Objective To investigate the incremental value of 131I-SPECT/CT fusion imaging over 131I whole-body scintigraphy (WBS) in the management of patients with differentiated thyroid carcinoma (DTC). Methods Eighty-two patients with DTC underwent both WBS and SPECT/CT imaging after 131I therapy. The capacity of location and qualitative analysis of radioiodine avid lesions of SPECT/CT imaging was compared with that of WBS. The capacity of SPECT/CT imaging in detecting non-radioiodine avid lesions was analysed. The impact of SPECT/CT imaging on diagnosis of metastases, clinical staging and therapeutic strategy was evaluated. Results Two hundred and three radioiodine avid lesions were detected by WBS. Eighty-nine of them (43.84%) were located by WBS, which was verified by SPECT/CT imaging.

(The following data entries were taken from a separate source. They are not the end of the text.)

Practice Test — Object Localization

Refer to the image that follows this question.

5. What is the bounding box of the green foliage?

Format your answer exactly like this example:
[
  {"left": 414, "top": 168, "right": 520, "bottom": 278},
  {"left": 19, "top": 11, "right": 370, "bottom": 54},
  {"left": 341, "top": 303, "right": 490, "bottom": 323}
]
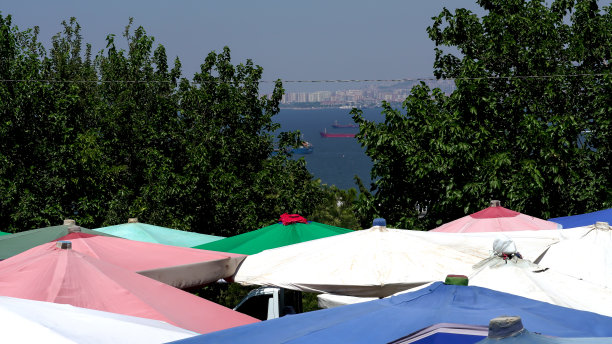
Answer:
[
  {"left": 0, "top": 15, "right": 323, "bottom": 236},
  {"left": 353, "top": 0, "right": 612, "bottom": 229}
]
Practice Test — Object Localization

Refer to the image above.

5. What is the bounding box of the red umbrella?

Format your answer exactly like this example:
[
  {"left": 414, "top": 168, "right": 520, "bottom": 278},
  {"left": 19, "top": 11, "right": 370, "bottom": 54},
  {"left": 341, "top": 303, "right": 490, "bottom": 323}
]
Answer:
[
  {"left": 47, "top": 233, "right": 246, "bottom": 288},
  {"left": 0, "top": 242, "right": 259, "bottom": 333}
]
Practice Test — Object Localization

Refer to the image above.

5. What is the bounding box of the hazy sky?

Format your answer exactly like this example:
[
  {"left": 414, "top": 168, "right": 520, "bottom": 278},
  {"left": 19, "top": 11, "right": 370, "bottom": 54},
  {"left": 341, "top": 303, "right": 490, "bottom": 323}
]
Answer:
[{"left": 0, "top": 0, "right": 609, "bottom": 91}]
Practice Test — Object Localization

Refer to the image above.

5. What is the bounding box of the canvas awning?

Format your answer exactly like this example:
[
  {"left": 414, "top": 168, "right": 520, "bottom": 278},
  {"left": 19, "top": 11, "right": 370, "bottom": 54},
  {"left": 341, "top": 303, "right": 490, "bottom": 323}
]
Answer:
[
  {"left": 166, "top": 282, "right": 612, "bottom": 344},
  {"left": 0, "top": 296, "right": 197, "bottom": 344},
  {"left": 234, "top": 226, "right": 483, "bottom": 297},
  {"left": 0, "top": 223, "right": 117, "bottom": 260},
  {"left": 431, "top": 203, "right": 560, "bottom": 233},
  {"left": 47, "top": 233, "right": 246, "bottom": 289},
  {"left": 0, "top": 242, "right": 259, "bottom": 333},
  {"left": 195, "top": 215, "right": 353, "bottom": 254},
  {"left": 96, "top": 222, "right": 223, "bottom": 247}
]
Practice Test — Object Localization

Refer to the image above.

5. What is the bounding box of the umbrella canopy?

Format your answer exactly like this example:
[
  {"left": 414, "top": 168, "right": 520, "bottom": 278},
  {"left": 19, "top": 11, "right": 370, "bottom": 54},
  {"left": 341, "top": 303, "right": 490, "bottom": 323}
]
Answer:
[
  {"left": 0, "top": 222, "right": 117, "bottom": 260},
  {"left": 469, "top": 257, "right": 612, "bottom": 316},
  {"left": 0, "top": 242, "right": 258, "bottom": 333},
  {"left": 234, "top": 226, "right": 482, "bottom": 297},
  {"left": 0, "top": 296, "right": 197, "bottom": 344},
  {"left": 47, "top": 233, "right": 246, "bottom": 289},
  {"left": 431, "top": 205, "right": 559, "bottom": 233},
  {"left": 96, "top": 222, "right": 223, "bottom": 247},
  {"left": 167, "top": 282, "right": 612, "bottom": 344},
  {"left": 195, "top": 214, "right": 353, "bottom": 254},
  {"left": 548, "top": 208, "right": 612, "bottom": 228},
  {"left": 536, "top": 222, "right": 612, "bottom": 289}
]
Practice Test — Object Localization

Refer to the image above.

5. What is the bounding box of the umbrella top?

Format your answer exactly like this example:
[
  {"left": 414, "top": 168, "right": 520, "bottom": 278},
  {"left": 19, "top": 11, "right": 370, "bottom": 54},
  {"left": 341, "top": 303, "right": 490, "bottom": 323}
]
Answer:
[
  {"left": 548, "top": 208, "right": 612, "bottom": 228},
  {"left": 167, "top": 282, "right": 612, "bottom": 344},
  {"left": 0, "top": 225, "right": 117, "bottom": 260},
  {"left": 470, "top": 206, "right": 520, "bottom": 219},
  {"left": 0, "top": 296, "right": 197, "bottom": 344},
  {"left": 0, "top": 246, "right": 258, "bottom": 333},
  {"left": 96, "top": 222, "right": 223, "bottom": 247},
  {"left": 195, "top": 221, "right": 353, "bottom": 254}
]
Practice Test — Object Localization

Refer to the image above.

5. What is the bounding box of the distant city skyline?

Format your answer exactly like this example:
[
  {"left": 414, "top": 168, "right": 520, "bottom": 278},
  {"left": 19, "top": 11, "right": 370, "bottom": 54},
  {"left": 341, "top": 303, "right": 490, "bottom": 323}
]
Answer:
[{"left": 0, "top": 0, "right": 482, "bottom": 92}]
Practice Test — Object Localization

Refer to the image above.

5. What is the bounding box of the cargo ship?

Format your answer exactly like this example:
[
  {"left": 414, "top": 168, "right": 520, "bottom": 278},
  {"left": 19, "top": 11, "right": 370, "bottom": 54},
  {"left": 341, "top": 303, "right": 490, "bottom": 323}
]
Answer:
[
  {"left": 321, "top": 129, "right": 355, "bottom": 137},
  {"left": 332, "top": 121, "right": 359, "bottom": 128}
]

Thyroid remnant and bone were the regions with highest accuracy, with accuracy rates of 74.24% (49/66) and 62.86% (22/35) respectively. WBS determined 52 benign radioiodine avid lesions, 36 malignant ones and 115 uncertain ones, and SPECT/CT imaging determined 94, 79 and 30 respectively. The percent of uncertain radioiodine avid lesions determined by SPECT/CT imaging was significantly lower than that determined by WBS (14.78% vs 56.65%, χ2=77.51, P<0.01). Besides, 6 non-radioiodine avid metastatic lesions were detected by SPECT/CT imaging. Among all the 82 patients, 14 (17.07%) were changed about the diagnosis of metastasis, 5 (6.1%) were changed about the clinical stage, and 23 (28.05%) were changed about the therapeutic strategy through SPECT/CT imaging. Conclusion SPECT/CT fusion imaging has incremental value in differentiating radioiodine avid lesions, detecting non-radioiodine avid lesions, improving accuracy of diagnosis, and adjusting therapeutic strategy of DTC.